I
Сначала я хотел бы рассмотреть методологию, основанную на утверждении, что текст должен оставаться самодостаточным объектом изучения и интерпретации, поскольку в рамках именно этой посылки по-прежнему проводится большинство исследований, затрагиваются наиболее обширные философские проблемы и чаще всего возникает путаница. Логика этого подхода, если говорить как об истории идей, так и непосредственно о литературоведении, укоренена в определенной точке зрения на проведение исследования как такового. Смысл изучения философских (или художественных) произведений прошлого состоит, как принято считать, исключительно в том, что в них содержатся (излюбленные фразы) «вневременные элементы» [Merkl 1967: 3][39], облеченные в форму «универсальных идей» [Bluhm 1965: 13], и даже «извечная мудрость» [Catlin 1950: x], «подходящая для любой ситуации» [Hacker 1954: 783].
Получается, что историк, занявший такую позицию, уже решил для себя вопрос, каким образом лучше достичь понимания подобных «классических текстов»[40]. Ведь если задача исследования формулируется лишь в терминах выявления «вневременных вопросов и ответов», содержащихся в «великих произведениях», и демонстрации их непреходящей «актуальности»[41], историк не просто может, а обязан сосредоточиться только на том, что каждый из классиков сказал[42] о каждом из «основополагающих понятий» и «неизменных вопросов»[43]. Цель, короче говоря, должна состоять в «пересмотре классических произведений вне исторического контекста их появления как обладающих вневременной значимостью попыток сформулировать универсальные принципы политической реальности» [Bluhm 1965: v]. Предположить же, что знание социального контекста является необходимым условием понимания классических текстов, равноценно отрицанию наличия в них вневременных элементов и вечных тем, а значит, изучение сказанного в них лишается смысла.
Именно из этой непременной уверенности, что от любого классика можно ожидать размышлений и высказываний по поводу определенного набора «основополагающих понятий» или «вечных тем», по всей видимости, в основном и возникает путаница, порожденная этим подходом к изучению истории как литературной, так и философской мысли. Однако почему такая уверенность ведет к заблуждению, однозначно сказать трудно. Легко осудить этот постулат как «роковую ошибку» [MacIntyre 1966a: 2][44], но так же легко заявить, что в нем должна заключаться какая-то доля истины. Ведь нельзя полагать, что история каждого из различных интеллектуальных поисков характеризуется использованием «вполне устойчивого лексикона» [Wolin 1961: 27][45] типичных понятий.

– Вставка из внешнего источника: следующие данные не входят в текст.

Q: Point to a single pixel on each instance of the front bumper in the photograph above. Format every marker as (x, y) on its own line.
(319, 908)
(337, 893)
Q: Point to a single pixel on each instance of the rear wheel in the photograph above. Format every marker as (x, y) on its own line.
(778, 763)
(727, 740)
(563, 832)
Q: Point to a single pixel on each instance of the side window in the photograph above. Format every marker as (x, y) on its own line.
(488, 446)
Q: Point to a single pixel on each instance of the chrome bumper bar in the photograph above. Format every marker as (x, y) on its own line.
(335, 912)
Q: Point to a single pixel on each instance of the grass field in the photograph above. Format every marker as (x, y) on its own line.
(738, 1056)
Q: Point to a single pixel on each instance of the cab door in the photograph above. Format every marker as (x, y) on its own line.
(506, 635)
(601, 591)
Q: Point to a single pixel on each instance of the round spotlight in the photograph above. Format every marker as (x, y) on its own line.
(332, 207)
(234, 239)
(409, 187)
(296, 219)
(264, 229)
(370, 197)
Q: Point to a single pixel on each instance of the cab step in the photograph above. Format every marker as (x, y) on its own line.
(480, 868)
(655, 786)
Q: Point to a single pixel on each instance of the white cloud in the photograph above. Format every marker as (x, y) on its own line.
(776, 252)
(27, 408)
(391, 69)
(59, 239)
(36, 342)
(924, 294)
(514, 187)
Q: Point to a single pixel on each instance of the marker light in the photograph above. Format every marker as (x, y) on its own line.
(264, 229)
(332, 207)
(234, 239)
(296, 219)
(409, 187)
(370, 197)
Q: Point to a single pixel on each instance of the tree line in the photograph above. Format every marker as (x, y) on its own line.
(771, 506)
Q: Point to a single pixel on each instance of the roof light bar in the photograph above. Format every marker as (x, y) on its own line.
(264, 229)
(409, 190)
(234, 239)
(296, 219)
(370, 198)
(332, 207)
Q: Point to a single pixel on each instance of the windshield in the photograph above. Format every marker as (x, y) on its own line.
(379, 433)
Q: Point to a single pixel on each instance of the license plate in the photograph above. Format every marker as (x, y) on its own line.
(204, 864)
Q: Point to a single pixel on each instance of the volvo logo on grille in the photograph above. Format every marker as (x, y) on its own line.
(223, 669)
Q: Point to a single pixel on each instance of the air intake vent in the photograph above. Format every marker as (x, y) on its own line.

Даже если придерживаться размытой – в духе моды – теории, согласно которой мы можем как-то определить и описать эти разнообразные процессы лишь в силу их «семейного сходства», мы все равно должны руководствоваться какими-то критериями и правилами, на чьем основании мы приводим одни высказывания в качестве примеров данного процесса и исключаем другие. Иначе у нас в конечном счете не будет возможности – и тем более оснований – представлять и описывать, например, историю этических или политических концепций как историю каких-то наблюдаемых действий вообще. На самом деле путаница, по-видимому, возникает главным образом не из‐за нелепости, а из‐за правдивости утверждения, что все подобные процессы должны затрагивать определенный набор понятий. Ведь если между проявлениями этих процессов должно быть хоть какое-то семейное сходство, которое мы должны уловить, чтобы определить сам процесс, никакой наблюдатель не сможет изучать этот процесс или какое-нибудь его проявление без каких-то предварительных представлений о том, что он ожидает увидеть.